I sound obsessive-compulsive. But maybe it explains my studio work a little bit: my painting pixels by hand doesn't seem so strange when one considers that I do this type of thing with a lot of things -- some more regular and some not as much. But, in all truth, I've never really given that much thought to it. Or rather, I've thought about the fact that I like to sort things, but I've never thought about it in terms of my art. Neverthless, I feel satisfied whenever I give something order and structure and more and more of this type of thing has been creeping into my work. I think it used to be slightly more subtle -- when I was doing a lot of collage type work, I would spend hours arranging pieces within an image until they were just so but somehow, the effect was hidden under the other layers of paint or wax or whatever else I was using. Now, it seems to be coming more and more readily to the surface.

So I am trying to figure out what it is that attracts me to putting things in order and I guess what I like is creating categories and rules for things. It seems that I'm drawn to the initial categorization and clean organization. The upkeep holds less, if any, interest. Rather, I tend to spend a great deal of time putting something in order only to have it erupt into chaos at some point. Or only to have some wrench thrown in my system. But why? Emily Prince lectured tonight and spent a lot of time talking about her upbringing and how maybe that had something to do with why she liked to form systems for things. Maybe that's the case with me too... or maybe I did it when I was a child for the same unknown reasons I do it now. All I know for sure is that I used to play elaborate games that involved similarly useless forms of organization or repetition. My sister and I would play library and create card catalogs for our books, we'd play school and make calendars for every month, one summer I decided I was going to make a 1000 paper cranes after reading about Sadako in school. I don't think I made it, but I got far closer than you would imagine. I literally spent hours and hours folding them as perfectly as possible and stringing them together in long colorful chains. Basically the only progress I've made since then is that now I have actual deadlines to post on the calendars I make or actual places to show the cranes or whatever objects I produce. I don't know why I'm recounting all of this. I guess I'm just trying to make sense out of what I'm doing now. It's like using art therapy on myself to self diagnose my psychoses. I somewhat feel like I'm running around in circles.

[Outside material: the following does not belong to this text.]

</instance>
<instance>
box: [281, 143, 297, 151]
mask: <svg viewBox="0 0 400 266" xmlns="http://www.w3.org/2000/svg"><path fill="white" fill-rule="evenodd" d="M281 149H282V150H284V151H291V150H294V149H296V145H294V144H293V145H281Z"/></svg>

But here's what I do know. When I'm putting things in order, whether it's pieces of paper or dots of paint, I feel this sense of calmness and clarity. It's a meditative quality that I rarely get the rest of the time. When I can put something in it's place, it's like it actually frees up space in my mind for me to think more clearly.



I saw this piece at Aqua Wynwood when I was down in Miami -- It reads: "I wish I could do something quick and spontaneous. But no, everything I do takes forever. For example, this painting took me 56 hours to make. Richard Pettibone 1965." As I paint hundreds of thousands of tiny dots by hand, I feel very much aligned with this sentiment. I've been thinking a lot about my process lately. There is something in me that feels compelled to create work involving long, elaborate processes. Perhaps it's not even so much a need as it is simply the only way in which I am able to translate my view of the world into a physical object. For now, let me ignore whether or not the object is a necessary result and, instead, focus on the reason for this process. I have little desire to document the time I spend on the work other than through the end result of the piece. Perhaps my documentation lies in the traces of my process visible in the final piece, but to make a video of me working or to involve some other time based medium in order to show...what? the tedium involved? That's not the feeling that I have when I work. The time spent is more of a personal meditation for me -- time to let me work out what it is I'm trying to address. Perhaps I paint an organized picture as an attempt to organize my thoughts.